Question regarding driving effects

Ok that's an odd title but I couldn't think how else to put it.

I have, finally, my follow up appointment with my lung doctor. It's been a long wait as I had all my tests back in February this year!

I just wanted to ask, every time I do a slightly longer drive (say over 30 miles) it results in me losing my voice due to the build up of phlegm in my chest and throat. I can't take a deep breath due to the pain and if I start coughing it's really painful and unpleasant. It's a very productive cough too.

I see the doc next week but wondered if anyone here can relate to my problem? If there's a reason it happens every time? I really am very curious as I couldn't find any info on the net anywhere.



16 Replies

  • Hi, I just replied to sparkimoore, and mentioned hyperventilation. I find I tense up when I drive and tend to shallow breathe, you are also in a confined static position and your breathing may be could disrupt your breathing pattern and cause you to cough.

    I find talking on the phone disrupts my breathing pattern too and I cough and wheeze and my voice I have to arm myself with a cough sweet and water.

    Just a thought ...I hope someone else has a better idea.

  • Thanks for the reply knitter. You could well have a point there. I suffer from anxiety as it is and know I tense up all the time. Not sure how to prevent it when driving but will attempt to observe my state next time I drive.


  • ladytelita, I think you have a leak of engine fumes causing the inflammation. I think you may have to drive with your windows down. See how that goes.

  • That's an interesting thought. I should have the car checked and find out if that's the case.

    I often have the windows down but find the problem is much worse than if I close up and use air con. Thankfully I don't live in a town or city which I know would make it worse.

    Thanks for the suggestion, I will take it to my garage and see if they can test for it.


  • Could be your driving position. Maybe with you sitting so upright its restricting the movement of your diaphragm? Just a thought.

  • Not really relevant to your particular problem but I find that driving long journeys produce a delayed reaction of breathlessness and chest pain. A friend suggested that next time I change the car to try an automatic. She said that the difference in not having to change gear all the time could help... Has any one else any ideas around this?

    K xx

  • Hi katinka, my car is an automatic, it is easy to drive, but I still tense up and find myself holding my breath, and sitting forward. I find it hard to stay alert and relax my body at the same driving instructor and my husband always said"sit back" instead of having my face up close to the windscreen...very tiring too.

  • I drive exactly the same knitter. Also in an automatic. I thought it was just because of my back problems. I do consciously try to relax and lean back into the seat these days.
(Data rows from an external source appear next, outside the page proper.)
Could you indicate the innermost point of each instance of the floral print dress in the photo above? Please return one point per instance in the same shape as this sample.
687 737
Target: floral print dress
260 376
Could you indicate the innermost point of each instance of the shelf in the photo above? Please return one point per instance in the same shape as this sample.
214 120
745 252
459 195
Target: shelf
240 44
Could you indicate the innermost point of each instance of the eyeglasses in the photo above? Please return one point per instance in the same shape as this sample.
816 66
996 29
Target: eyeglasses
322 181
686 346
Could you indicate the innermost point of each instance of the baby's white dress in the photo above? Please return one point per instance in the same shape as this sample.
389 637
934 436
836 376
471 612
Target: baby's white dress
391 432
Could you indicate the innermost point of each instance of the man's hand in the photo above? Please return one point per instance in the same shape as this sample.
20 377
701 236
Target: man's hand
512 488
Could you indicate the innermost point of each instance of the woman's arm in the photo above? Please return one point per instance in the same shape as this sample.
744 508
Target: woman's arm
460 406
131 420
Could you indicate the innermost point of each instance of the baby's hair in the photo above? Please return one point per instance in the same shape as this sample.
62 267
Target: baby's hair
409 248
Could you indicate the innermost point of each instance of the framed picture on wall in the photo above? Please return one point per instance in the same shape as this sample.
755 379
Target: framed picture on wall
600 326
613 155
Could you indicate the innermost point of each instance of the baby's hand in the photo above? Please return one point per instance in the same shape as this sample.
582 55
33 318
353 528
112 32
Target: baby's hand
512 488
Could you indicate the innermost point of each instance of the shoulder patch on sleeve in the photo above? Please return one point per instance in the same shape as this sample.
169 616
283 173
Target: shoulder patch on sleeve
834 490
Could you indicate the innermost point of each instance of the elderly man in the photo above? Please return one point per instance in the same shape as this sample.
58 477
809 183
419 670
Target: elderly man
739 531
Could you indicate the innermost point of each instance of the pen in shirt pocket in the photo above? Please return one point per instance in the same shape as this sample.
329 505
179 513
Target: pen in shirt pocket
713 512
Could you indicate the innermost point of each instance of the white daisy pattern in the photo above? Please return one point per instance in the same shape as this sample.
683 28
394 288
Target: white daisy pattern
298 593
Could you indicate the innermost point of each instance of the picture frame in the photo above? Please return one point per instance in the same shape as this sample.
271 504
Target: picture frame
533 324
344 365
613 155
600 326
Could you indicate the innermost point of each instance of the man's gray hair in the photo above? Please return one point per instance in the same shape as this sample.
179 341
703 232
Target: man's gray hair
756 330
But long drives tire me.


  • Jjude have you tried using a seat on your drivers seat? I currently use tempur seat pads for on the seat and one for the back. I couldn't begin to drive as much as I do without them.


  • I'll have a search round looking for them thank for the tip lady t


  • I drive in London all the time and find all the shouting I do at idiot drivers is quite good exercise.Maybe if you stopped and had a five minute walk it would ease your problem,every fifteen miles say.It might not be very practicle but probably what a doctor would suggest.D.

  • Lol I can imagine plenty of shouting happens driving in London. Not many to shout at down here, except when the tourists visit, lol.

    It's a nice idea with only one minor drawback. My mobility is crap. In five minutes I'd have got out of the car and wobbled around without getting anywhere.

    If I'm honest with myself what I ought to do is not use the car every day and avoid longer journeys where possible. It's a shame my medical needs take me so far.


  • Do you think it could be the vibration? I will try this to get my gunk up in future - ha ha!

  • I now have the official answer from my respiratory doctor today. I had tests done earlier this year to find out why I was getting ill so often. I have Bronchiectasis and I am a high allergy person. Not food wise but things like dust, pollution, cat saliva (yes really). Even air conditioning is an issue. Makes driving and traveling not the best option, which is ironic since the hospital is more than 30 miles away.

    I will be seen again in six months. She wants to keep an eye on it all so I don't just fall off the radar.

    Thank you for all your replies. The suggestions have been very interesting and informative. I will definitely be checking that the car fumes aren't entering the car since it seems such an issue. It seems the thing I react to most but they didn't test for it, mores the pity. I may ask if they can.


  • Thought it could have been from the engine. Even tho you may not smell anything.

  • Recently diagnosed with COPD which puzzled me. Ran marathons never smoked generally fit. Turns out my employer decided not to fit cabin air filters to the truck I've driven for nine years. Research shows pollution level inside my truck is twenty times higher than outside. My advice check the cabin/pollen filter is changed often in your vehicle.